Le fidèle : Je parlerai au Seigneur mon Dieu, bien que je ne sois que cendre et poussière. Si je me crois quelque chose de plus, voilà que vous vous élevez contre moi, et mes iniquités rendent un témoignage vrai et que je ne puis contredire.
Mais si je m'abaisse, si je m'anéantis, et si je me dépouille de toute estime pour moi-même, et que je rentre dans la poussière dont j'ai été formé, votre grâce s'approchera de moi et votre lumière sera près de mon cœur; alors tout sentiment d'estime, même le plus léger, que je pourrais concevoir de moi disparaîtra pour jamais dans l'abîme de mon néant.
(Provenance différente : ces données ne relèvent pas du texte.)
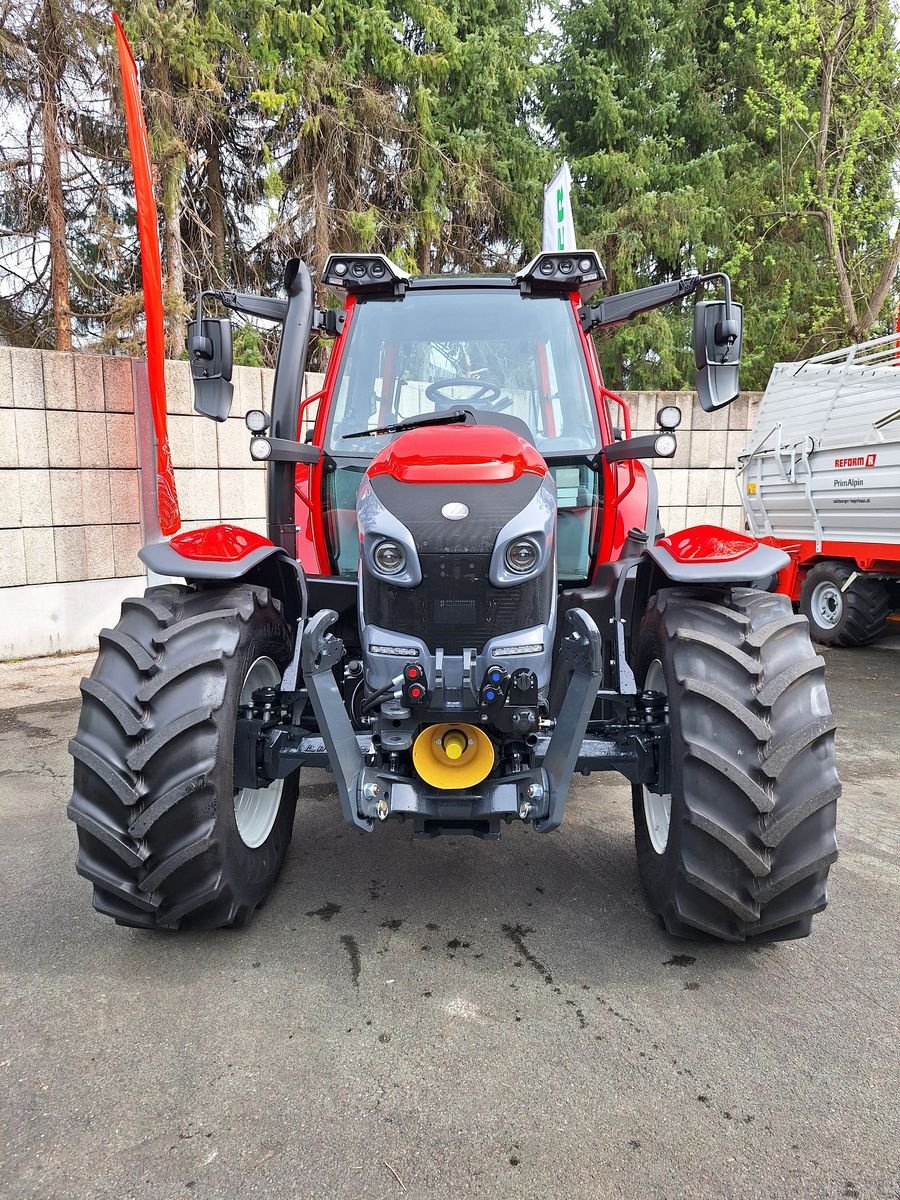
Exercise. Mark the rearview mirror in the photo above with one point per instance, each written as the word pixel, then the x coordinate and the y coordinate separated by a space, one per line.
pixel 209 348
pixel 718 333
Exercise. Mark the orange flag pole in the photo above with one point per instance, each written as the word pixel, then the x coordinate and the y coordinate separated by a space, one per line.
pixel 151 275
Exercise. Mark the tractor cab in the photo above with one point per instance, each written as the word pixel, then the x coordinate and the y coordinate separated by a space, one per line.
pixel 481 345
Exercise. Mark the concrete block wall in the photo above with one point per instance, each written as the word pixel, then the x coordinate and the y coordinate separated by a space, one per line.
pixel 697 485
pixel 76 503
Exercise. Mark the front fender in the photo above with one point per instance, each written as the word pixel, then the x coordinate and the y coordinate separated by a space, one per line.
pixel 712 555
pixel 217 552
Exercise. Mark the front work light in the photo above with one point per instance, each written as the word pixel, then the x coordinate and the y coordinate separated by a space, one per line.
pixel 669 418
pixel 257 421
pixel 562 273
pixel 522 556
pixel 365 275
pixel 389 557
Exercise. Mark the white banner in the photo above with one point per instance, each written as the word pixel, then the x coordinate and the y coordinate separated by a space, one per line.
pixel 558 225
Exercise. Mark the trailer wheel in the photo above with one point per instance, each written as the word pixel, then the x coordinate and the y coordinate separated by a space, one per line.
pixel 163 835
pixel 742 847
pixel 843 613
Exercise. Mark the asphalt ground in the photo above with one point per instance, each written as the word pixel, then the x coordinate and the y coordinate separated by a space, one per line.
pixel 450 1018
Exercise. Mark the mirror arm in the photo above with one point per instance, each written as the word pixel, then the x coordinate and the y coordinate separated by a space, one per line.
pixel 617 309
pixel 643 447
pixel 286 450
pixel 265 307
pixel 726 283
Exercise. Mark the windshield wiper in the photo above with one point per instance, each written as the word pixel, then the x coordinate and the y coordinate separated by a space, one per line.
pixel 456 417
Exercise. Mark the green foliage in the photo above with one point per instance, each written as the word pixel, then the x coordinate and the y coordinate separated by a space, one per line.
pixel 249 347
pixel 757 136
pixel 693 132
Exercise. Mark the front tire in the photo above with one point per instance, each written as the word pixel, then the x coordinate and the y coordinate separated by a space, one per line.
pixel 742 847
pixel 163 837
pixel 841 612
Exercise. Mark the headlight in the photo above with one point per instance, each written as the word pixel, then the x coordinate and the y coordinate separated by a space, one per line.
pixel 522 556
pixel 389 557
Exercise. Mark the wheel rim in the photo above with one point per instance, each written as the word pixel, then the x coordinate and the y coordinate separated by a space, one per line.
pixel 657 807
pixel 256 808
pixel 827 604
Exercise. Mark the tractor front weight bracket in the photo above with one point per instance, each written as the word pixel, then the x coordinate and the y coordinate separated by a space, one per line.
pixel 319 654
pixel 582 649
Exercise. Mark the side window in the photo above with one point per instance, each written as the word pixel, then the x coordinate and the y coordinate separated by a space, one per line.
pixel 579 501
pixel 340 516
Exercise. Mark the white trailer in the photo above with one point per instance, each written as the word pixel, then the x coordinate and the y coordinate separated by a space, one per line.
pixel 820 478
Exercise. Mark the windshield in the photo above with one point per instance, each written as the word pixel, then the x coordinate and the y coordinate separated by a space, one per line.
pixel 490 349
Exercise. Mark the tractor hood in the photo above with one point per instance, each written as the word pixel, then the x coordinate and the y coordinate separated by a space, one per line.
pixel 457 529
pixel 459 454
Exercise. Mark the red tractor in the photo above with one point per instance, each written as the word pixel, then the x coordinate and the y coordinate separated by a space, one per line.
pixel 465 598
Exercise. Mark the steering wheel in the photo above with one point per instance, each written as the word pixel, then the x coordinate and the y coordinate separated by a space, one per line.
pixel 483 393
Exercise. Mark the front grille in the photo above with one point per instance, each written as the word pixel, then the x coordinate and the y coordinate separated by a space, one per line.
pixel 455 606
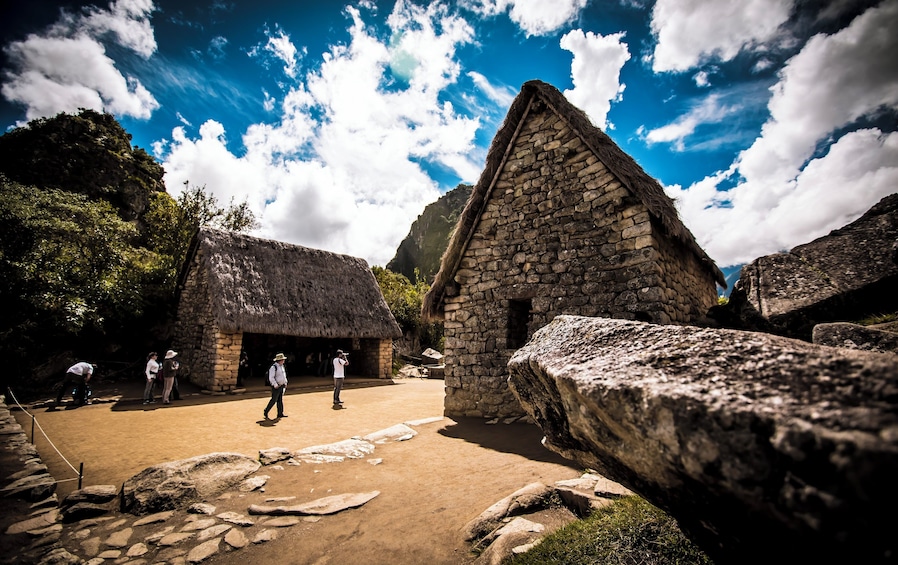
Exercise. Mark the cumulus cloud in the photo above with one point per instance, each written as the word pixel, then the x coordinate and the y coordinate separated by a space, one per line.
pixel 709 110
pixel 279 47
pixel 690 32
pixel 534 17
pixel 788 191
pixel 595 72
pixel 341 168
pixel 67 68
pixel 503 97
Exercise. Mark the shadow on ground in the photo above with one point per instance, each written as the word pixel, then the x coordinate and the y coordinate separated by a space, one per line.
pixel 130 395
pixel 528 439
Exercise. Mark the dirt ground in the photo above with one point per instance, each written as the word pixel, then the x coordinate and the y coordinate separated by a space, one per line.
pixel 430 486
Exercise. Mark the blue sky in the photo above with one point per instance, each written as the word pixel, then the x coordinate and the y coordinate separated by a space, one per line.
pixel 770 122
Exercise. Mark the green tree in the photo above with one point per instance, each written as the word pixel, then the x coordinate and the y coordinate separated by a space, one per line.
pixel 404 299
pixel 70 272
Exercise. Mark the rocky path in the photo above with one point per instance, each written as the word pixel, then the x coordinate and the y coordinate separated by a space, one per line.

Là vous me montrez à moi-même, vous me faites voir ce que je suis, ce que j'ai été, jusqu'où je suis descendu : car je ne suis rien, et je ne le savais pas.
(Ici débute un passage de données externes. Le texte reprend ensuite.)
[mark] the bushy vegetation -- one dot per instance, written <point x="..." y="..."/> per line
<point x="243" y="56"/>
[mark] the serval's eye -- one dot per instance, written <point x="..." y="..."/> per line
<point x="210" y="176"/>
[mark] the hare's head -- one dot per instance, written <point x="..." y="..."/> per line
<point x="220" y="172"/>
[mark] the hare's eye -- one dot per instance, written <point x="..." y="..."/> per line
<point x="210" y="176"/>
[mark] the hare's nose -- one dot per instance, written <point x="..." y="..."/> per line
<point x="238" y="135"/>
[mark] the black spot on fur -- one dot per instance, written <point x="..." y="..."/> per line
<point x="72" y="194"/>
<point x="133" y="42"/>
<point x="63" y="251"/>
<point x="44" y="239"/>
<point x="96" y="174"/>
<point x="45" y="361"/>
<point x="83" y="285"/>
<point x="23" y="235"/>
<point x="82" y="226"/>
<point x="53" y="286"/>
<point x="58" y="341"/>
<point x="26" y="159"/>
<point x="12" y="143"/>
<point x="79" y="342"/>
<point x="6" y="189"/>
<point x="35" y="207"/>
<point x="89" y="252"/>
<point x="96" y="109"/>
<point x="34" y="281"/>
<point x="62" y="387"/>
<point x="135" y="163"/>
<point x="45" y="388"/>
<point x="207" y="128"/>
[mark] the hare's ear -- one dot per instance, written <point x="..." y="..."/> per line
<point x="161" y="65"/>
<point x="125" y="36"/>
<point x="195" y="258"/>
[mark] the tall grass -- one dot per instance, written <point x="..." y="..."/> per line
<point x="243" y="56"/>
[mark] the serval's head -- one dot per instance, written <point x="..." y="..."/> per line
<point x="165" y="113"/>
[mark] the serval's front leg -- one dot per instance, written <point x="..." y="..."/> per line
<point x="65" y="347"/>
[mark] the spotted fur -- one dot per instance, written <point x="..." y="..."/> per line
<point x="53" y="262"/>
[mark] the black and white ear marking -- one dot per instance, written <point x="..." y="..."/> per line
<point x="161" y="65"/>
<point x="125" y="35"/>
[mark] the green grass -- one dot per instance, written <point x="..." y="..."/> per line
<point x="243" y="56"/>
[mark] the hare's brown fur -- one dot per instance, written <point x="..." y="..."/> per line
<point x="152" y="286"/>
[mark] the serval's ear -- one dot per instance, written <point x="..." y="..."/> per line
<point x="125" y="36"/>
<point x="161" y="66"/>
Si vous me laissez à moi-même, que suis-je ? Rien qu'infirmité ; mais dès que vous jetez un regard sur moi, à l'instant je deviens fort et je suis rempli d'une joie nouvelle.
Et certes cela me confond d'étonnement que vous me releviez ainsi tout d'un coup et me preniez avec tant de bonté entre vos bras, moi toujours entraîné par mon propre poids vers la terre.
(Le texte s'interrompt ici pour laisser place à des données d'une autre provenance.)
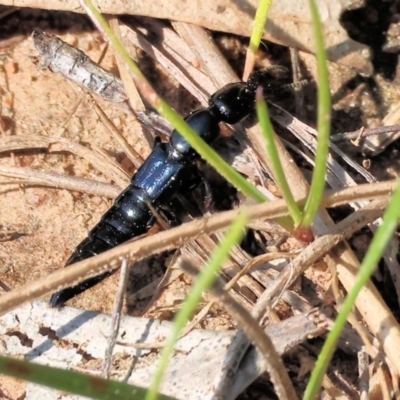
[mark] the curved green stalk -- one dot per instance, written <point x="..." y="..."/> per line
<point x="203" y="282"/>
<point x="324" y="123"/>
<point x="279" y="174"/>
<point x="368" y="266"/>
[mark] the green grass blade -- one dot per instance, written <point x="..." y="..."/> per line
<point x="71" y="381"/>
<point x="374" y="254"/>
<point x="324" y="109"/>
<point x="279" y="175"/>
<point x="260" y="21"/>
<point x="203" y="282"/>
<point x="171" y="115"/>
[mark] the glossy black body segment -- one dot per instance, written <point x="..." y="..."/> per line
<point x="168" y="169"/>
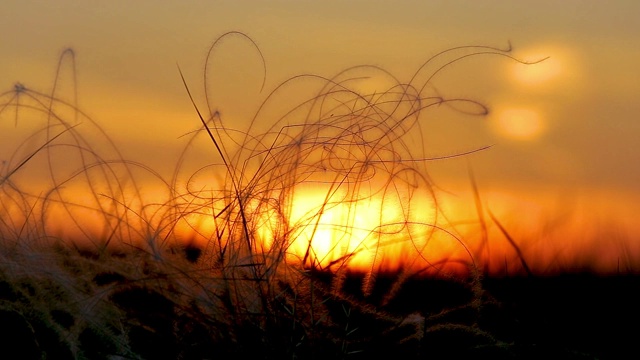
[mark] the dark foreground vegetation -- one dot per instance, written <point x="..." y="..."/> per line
<point x="131" y="287"/>
<point x="81" y="309"/>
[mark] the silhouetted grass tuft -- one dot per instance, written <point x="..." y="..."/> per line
<point x="227" y="263"/>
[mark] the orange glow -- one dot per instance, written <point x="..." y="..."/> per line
<point x="559" y="67"/>
<point x="519" y="123"/>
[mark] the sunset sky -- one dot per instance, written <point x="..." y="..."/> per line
<point x="564" y="133"/>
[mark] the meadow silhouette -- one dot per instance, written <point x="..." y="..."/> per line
<point x="313" y="232"/>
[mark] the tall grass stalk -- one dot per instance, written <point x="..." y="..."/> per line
<point x="83" y="241"/>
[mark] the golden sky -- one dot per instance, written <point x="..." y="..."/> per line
<point x="564" y="131"/>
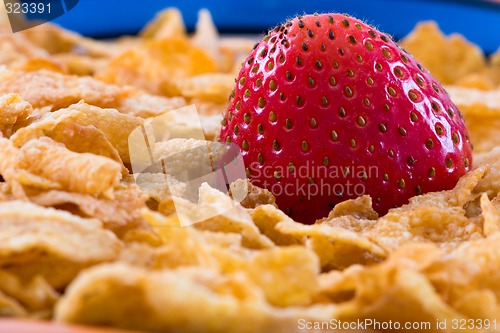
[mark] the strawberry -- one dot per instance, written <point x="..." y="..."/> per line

C'est votre amour qui opère cette merveille, qui me prévient gratuitement, qui ne se lasse point de me secourir dans les nécessités, qui me préserve des plus grands périls et, à vrai dire, me délivre de maux innombrables.
Car je me suis perdu en m'aimant d'un amour déréglé ; mais en ne cherchant que vous, en n'aimant que vous, je vous ai trouvé et je me suis retrouvé moi-même, et l'amour m'a fait rentrer plus avant dans mon néant.
Ô Dieu plein de tendresse ! vous faites pour moi beaucoup plus que je ne mérite, ou plus que je n'oserais espérer ou demander.
Soyez béni, mon Dieu, de ce que tout indigne que je suis de recevoir de vous aucune grâce, cependant votre bonté généreuse et infinie ne cesse de faire du bien même aux ingrats et à ceux qui sont le plus éloignés de vous.
Ramenez-nous à vous, afin que nous soyons reconnaissants, humbles, fervents, parce que vous êtes notre salut, notre vertu et notre force.